Tools for Atomicity (1) If this worked, we would be done: TestAndSet(int *addr){ int old = *addr; *addr = 1; return(old); } insert(…){ while(TestAndSet(&locked) == 1) ; /* critical section goes here */ locked = 0; }

Tools for Atomicity (2) Turn off interrupts in TAS to avoid race. Prevents pre-emption via real-time clock. Only in the kernel, only on a uniprocessor. Kernel emulation of TestAndSet. Only on a uniprocessor. Test-And-Set-Locked hardware support.

Test-And-Set-Locked Instruction Single instruction to do this: int old = *addr; *addr = 1; return(old); The hardware locks the memory system to keep the two sub-operations atomic. TSL lets us build more complex atomic sequences. See Example 3 for a simple one.

Problems with TSL Operates at motherboard speeds, not CPU. Much slower than cached load or store. Prevents other use of the memory system. Interferes with other CPUs and DMA. Silly to spin in TSL on a uniprocessor.

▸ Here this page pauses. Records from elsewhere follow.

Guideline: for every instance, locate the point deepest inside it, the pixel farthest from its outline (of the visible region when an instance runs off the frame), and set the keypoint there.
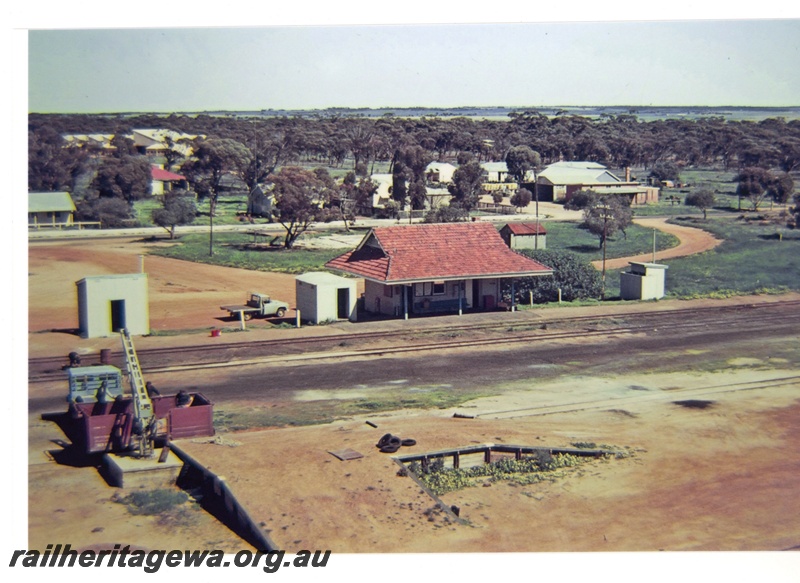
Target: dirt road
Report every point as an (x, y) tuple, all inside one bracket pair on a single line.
[(720, 478), (691, 241)]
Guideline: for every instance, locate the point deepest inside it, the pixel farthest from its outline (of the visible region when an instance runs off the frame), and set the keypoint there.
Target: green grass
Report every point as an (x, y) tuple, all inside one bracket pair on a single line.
[(752, 259), (572, 237), (234, 250)]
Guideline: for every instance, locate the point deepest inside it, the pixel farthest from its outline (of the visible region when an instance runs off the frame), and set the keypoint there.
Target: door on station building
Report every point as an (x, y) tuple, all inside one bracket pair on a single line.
[(117, 315)]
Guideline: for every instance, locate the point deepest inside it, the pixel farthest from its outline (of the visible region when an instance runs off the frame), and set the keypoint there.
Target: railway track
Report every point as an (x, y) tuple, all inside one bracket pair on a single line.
[(434, 337)]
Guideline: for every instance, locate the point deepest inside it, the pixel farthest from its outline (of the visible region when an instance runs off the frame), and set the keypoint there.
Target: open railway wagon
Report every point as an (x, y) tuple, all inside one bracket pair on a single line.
[(108, 427)]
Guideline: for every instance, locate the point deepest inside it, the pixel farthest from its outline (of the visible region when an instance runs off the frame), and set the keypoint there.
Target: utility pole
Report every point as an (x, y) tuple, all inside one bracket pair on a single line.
[(210, 229), (605, 209)]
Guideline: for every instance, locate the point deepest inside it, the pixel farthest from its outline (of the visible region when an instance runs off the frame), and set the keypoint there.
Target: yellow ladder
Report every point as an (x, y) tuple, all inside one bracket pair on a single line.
[(143, 406)]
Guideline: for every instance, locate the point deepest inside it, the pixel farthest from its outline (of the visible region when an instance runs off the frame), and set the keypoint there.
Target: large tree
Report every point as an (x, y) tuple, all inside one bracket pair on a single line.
[(781, 188), (573, 277), (409, 176), (211, 161), (52, 166), (520, 161), (753, 183), (521, 198), (179, 209), (665, 170), (300, 200)]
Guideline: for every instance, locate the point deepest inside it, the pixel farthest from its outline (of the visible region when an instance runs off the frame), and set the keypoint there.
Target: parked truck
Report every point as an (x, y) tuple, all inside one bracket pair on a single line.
[(258, 305), (102, 417)]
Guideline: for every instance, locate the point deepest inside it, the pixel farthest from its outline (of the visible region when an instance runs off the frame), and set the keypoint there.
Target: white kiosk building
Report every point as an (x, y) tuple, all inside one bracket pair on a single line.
[(644, 281), (108, 303)]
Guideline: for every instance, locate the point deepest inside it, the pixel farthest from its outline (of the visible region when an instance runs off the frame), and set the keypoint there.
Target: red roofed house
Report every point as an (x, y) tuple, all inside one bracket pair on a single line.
[(428, 268), (163, 181), (524, 235)]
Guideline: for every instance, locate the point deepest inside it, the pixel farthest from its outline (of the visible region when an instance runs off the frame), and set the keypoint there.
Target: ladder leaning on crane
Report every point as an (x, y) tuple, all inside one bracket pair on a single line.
[(144, 421)]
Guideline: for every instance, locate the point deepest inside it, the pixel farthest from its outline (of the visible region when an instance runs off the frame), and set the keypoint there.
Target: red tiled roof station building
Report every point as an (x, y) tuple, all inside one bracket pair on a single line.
[(163, 181), (429, 268)]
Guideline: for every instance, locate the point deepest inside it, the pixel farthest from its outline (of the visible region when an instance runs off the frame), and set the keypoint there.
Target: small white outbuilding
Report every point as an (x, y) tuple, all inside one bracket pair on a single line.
[(324, 297), (108, 303), (644, 281)]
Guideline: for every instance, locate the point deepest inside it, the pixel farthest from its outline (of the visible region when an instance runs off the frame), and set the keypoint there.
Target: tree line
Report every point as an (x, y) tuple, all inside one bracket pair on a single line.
[(255, 148)]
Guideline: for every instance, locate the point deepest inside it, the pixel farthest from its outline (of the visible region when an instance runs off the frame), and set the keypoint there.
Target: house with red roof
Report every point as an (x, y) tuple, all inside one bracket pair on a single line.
[(434, 268), (163, 181), (524, 235)]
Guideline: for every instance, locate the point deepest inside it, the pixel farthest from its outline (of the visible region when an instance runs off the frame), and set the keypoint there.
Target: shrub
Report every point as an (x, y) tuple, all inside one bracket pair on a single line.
[(577, 279)]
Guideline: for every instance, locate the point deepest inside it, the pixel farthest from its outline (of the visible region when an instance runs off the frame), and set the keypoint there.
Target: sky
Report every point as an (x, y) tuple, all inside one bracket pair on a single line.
[(96, 56), (750, 61)]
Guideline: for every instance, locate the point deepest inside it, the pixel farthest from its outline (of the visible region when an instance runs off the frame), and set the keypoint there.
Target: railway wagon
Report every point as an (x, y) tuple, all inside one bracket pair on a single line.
[(108, 427)]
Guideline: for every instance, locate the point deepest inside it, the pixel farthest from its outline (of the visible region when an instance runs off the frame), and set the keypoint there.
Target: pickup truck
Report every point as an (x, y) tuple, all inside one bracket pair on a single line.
[(259, 305)]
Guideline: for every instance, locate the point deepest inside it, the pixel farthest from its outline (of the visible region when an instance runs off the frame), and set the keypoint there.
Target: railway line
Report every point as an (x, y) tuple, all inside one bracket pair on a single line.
[(435, 337)]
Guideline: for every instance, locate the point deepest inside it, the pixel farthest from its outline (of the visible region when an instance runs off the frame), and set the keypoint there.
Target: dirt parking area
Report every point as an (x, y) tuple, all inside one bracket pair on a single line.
[(721, 478)]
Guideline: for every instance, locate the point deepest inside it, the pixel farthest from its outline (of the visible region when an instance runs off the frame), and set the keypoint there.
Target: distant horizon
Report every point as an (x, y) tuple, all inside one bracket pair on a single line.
[(426, 108)]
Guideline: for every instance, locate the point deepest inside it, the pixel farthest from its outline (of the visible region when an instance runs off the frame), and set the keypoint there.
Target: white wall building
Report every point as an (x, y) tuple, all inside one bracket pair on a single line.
[(324, 297), (107, 303)]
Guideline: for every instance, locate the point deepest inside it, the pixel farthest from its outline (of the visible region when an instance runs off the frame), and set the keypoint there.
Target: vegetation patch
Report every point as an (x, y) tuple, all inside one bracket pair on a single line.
[(236, 250), (171, 506), (573, 237), (694, 403), (539, 467), (746, 262)]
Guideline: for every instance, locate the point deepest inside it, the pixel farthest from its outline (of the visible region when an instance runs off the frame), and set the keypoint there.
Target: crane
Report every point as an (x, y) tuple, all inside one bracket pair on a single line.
[(144, 420)]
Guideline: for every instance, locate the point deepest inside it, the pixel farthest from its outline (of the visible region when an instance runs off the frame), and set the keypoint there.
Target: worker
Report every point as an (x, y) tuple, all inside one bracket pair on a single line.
[(151, 390), (183, 399), (102, 393)]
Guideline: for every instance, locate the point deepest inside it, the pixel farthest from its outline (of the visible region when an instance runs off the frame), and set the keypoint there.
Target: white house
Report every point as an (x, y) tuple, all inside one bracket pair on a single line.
[(441, 172), (323, 297)]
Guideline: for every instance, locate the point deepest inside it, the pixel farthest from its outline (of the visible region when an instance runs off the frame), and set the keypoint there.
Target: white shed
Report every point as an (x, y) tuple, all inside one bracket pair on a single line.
[(107, 303), (644, 281), (323, 297)]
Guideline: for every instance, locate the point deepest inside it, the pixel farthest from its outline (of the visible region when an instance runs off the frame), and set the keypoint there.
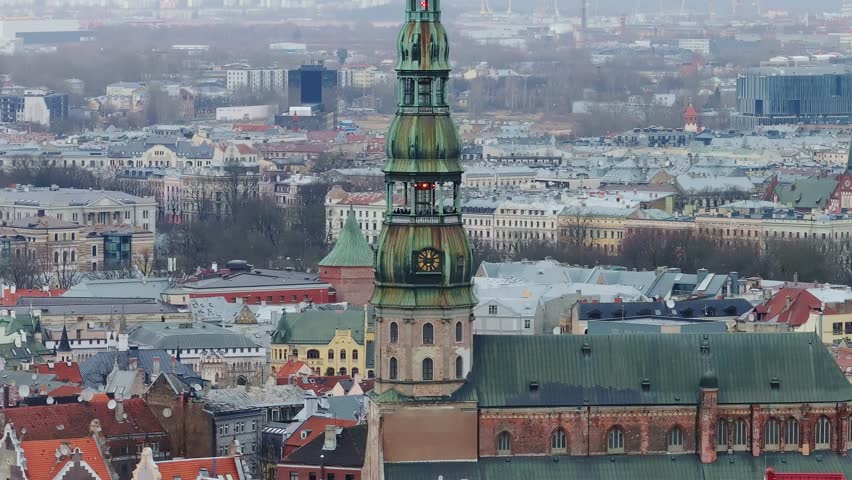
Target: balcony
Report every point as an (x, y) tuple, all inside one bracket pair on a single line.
[(404, 217)]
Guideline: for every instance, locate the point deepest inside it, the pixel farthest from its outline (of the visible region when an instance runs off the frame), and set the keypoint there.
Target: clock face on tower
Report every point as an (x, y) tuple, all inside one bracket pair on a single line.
[(428, 260)]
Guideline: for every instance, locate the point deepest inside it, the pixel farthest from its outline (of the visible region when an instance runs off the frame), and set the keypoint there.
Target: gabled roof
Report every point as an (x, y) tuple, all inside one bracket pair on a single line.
[(791, 306), (174, 335), (72, 420), (64, 371), (318, 327), (351, 444), (578, 370), (190, 468), (43, 464), (292, 367), (351, 248), (313, 428), (225, 400), (806, 193)]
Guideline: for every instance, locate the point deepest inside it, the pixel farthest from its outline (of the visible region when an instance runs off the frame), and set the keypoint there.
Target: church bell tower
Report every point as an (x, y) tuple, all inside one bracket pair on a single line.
[(423, 296)]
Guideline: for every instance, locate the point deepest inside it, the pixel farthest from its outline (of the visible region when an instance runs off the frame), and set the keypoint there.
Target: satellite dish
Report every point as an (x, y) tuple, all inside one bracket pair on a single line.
[(88, 394)]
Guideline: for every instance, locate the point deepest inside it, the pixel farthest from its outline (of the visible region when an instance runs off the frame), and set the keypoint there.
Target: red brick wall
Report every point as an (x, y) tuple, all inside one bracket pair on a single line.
[(646, 429), (352, 284), (274, 297), (304, 472)]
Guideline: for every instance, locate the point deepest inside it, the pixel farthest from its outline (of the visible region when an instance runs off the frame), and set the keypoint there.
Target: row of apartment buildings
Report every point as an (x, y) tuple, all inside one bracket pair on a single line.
[(601, 222)]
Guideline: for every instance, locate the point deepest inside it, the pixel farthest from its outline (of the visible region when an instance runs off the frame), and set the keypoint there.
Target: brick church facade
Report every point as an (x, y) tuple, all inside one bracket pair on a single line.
[(451, 405)]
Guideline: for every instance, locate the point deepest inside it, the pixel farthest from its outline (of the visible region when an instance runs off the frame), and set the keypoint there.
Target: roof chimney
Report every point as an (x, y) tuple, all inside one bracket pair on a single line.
[(119, 411), (330, 438)]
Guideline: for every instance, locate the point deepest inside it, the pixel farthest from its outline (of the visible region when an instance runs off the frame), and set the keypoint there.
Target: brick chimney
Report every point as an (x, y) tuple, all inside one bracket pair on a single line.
[(330, 443), (708, 409), (119, 411)]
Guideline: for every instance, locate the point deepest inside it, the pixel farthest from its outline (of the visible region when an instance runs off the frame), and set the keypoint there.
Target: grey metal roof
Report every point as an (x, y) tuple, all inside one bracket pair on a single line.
[(174, 335), (94, 306), (236, 399), (684, 309), (256, 278), (349, 407), (95, 369), (182, 148), (150, 288), (63, 197)]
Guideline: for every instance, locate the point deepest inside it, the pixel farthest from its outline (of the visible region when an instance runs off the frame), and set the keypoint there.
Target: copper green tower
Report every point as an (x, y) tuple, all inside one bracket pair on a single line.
[(423, 296)]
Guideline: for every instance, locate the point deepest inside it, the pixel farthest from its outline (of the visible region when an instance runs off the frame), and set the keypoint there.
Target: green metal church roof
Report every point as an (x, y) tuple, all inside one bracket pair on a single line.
[(351, 248), (578, 370), (605, 467)]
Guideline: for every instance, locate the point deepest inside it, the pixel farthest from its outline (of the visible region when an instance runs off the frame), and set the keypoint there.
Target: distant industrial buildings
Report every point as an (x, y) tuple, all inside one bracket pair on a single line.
[(32, 105), (18, 33), (776, 95)]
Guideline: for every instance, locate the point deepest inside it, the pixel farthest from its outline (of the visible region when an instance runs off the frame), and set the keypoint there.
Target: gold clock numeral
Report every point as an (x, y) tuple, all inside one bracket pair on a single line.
[(428, 260)]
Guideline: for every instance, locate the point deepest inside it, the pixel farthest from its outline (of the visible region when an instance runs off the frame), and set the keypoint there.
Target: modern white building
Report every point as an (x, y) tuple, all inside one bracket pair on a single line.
[(257, 79), (697, 45), (85, 207)]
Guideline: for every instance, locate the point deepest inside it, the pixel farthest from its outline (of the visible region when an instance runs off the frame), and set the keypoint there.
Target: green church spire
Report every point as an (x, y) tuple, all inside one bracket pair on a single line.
[(351, 248), (424, 257)]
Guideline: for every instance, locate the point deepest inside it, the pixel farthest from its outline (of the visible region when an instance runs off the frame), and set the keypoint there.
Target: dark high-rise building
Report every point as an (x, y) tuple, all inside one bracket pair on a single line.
[(32, 105), (784, 95), (314, 85)]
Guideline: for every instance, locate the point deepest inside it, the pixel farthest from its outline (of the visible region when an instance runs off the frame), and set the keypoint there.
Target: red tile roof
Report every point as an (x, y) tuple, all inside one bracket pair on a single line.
[(43, 465), (44, 422), (187, 469), (9, 299), (64, 371), (316, 425), (251, 128), (245, 149), (321, 385), (292, 367), (790, 306)]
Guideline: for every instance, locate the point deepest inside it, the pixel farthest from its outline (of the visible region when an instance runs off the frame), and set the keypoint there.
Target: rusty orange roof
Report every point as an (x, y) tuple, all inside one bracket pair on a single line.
[(190, 467), (42, 462), (65, 391), (314, 426)]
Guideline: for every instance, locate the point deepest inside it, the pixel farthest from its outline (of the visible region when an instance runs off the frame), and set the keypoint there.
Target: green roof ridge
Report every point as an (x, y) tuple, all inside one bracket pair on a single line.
[(351, 248)]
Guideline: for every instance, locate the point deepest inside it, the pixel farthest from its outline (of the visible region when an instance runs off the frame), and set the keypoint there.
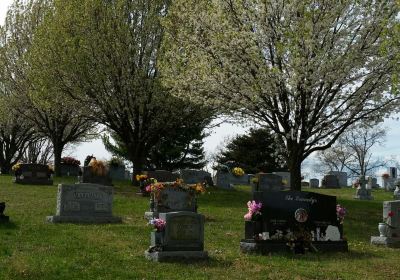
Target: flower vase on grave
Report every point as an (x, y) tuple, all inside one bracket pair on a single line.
[(383, 229), (157, 238), (253, 229)]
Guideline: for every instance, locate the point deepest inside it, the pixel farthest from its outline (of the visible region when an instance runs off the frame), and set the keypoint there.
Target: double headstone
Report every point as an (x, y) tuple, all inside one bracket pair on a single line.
[(33, 174), (84, 203), (293, 215), (182, 238), (90, 177), (362, 193), (330, 182), (162, 175), (268, 182), (390, 230), (171, 200), (3, 218), (192, 176)]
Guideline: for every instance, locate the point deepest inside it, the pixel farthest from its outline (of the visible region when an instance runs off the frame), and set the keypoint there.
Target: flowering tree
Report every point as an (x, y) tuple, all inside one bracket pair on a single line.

Add a thread_yield() after every TSL.

Locks Aren’t Enough Summary of code Example 4: What’s the problem? Consumer: If(input isn’t ready) sleep(); Producer: If(consumer is waiting) wake it up; What’s the problem? Can we solve the problem with locks alone?

Sequence Coordination Need to avoid races between decision to sleep and actual sleep(). Can’t hold lock while sleeping. Need the thread scheduler to help us release the lock. Common abstraction: condition variables. Code Examples 5 and 6.

Condition Variable Rules Hold the lock while calling wait(). Hold the lock while calling signal(). wait() acquires the lock before returning.